1. The way categorical variables are passed to ivae.manifold2d has changed.

Before:

for i in range(10):
    cvae.manifold2d(d=12, label=i, cmap="viridis")

Now:

for i in range(10):
    cls = pv.utils.to_onehot(torch.tensor([i,]), 10)
    cvae.manifold2d(d=12, y=cls, cmap="viridis")

2. pyroVED < 0.2.3 is not compatible with the latest PyTorch version 1.9. Hence, if using earlier pyroVED versions, downgrade to the PyTorch < 1.9. See this page for details.

v0.2.1

Minor bug fixes and improvements

v0.2.0

Breaking changes

Due to the addition of scale invariance, it is not sustainable any longer to place a new letter for each invariance before VAE. Hence, from now we are going to call it simply iVAE ('i' for invariant). As a result, the model names change as follows:

trVAE -> iVAE
sstrVAE -> ssiVAE
jtrVAE -> jiVAE

In addition invariances are now passed as a list during the model initialization. For example, to enforce rotation, translation, and scale invariances, use

model = pv.models.iVAE(data_dim, latent_dim, invariances=['r', 't', 's'])

To enforce rotational invariance only, use

model = pv.models.iVAE(data_dim, latent_dim, invariances=['r'])
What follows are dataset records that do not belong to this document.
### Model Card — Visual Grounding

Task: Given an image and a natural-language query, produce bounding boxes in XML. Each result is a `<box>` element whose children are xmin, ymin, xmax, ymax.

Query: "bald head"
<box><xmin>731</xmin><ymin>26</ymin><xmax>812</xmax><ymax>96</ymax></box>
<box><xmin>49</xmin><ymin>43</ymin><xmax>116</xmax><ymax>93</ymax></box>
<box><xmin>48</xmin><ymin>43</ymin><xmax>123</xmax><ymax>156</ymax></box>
Note that the default behavior is invariances=None.

New functionalities

• Scale invariance for all VAE models

Other improvements

• User has now an option to choose a specific GPU device for model and data
• One can now select Gaussian Error Linear Unit (GELU) as an activation function for the encoder and decoder NNs
• Some improvements to documentation

v0.1.2

Minor bug fixes and improvements including:

• Option to use different scale factors for discrete and continuous KL terms (for jtrVAE)
• Option to generate and plot traversals of the learned latent manifolds (for jtrVAE and sstrVAE)
• Option to condition data generation with a trained model on the angle and/or shifts

v0.1.1

Push minor changes and bug fixes to PyPI

v0.1.0

• Add a variational encoder-decoder model (input and output are different), which can be used e.g for the realization of the im2spec-type models
• Add a baseVAE class for more flexibility and less repetition
• More tests and bug fixes

v0.0.3

Bug fixes and minor improvements

v0.0.2

• Add joint (t)(r)VAE using parallel enumeration in Pyro
• Bug fixes
• Add some tests

v0.0.1

Pre-alpha release of the pyroVED package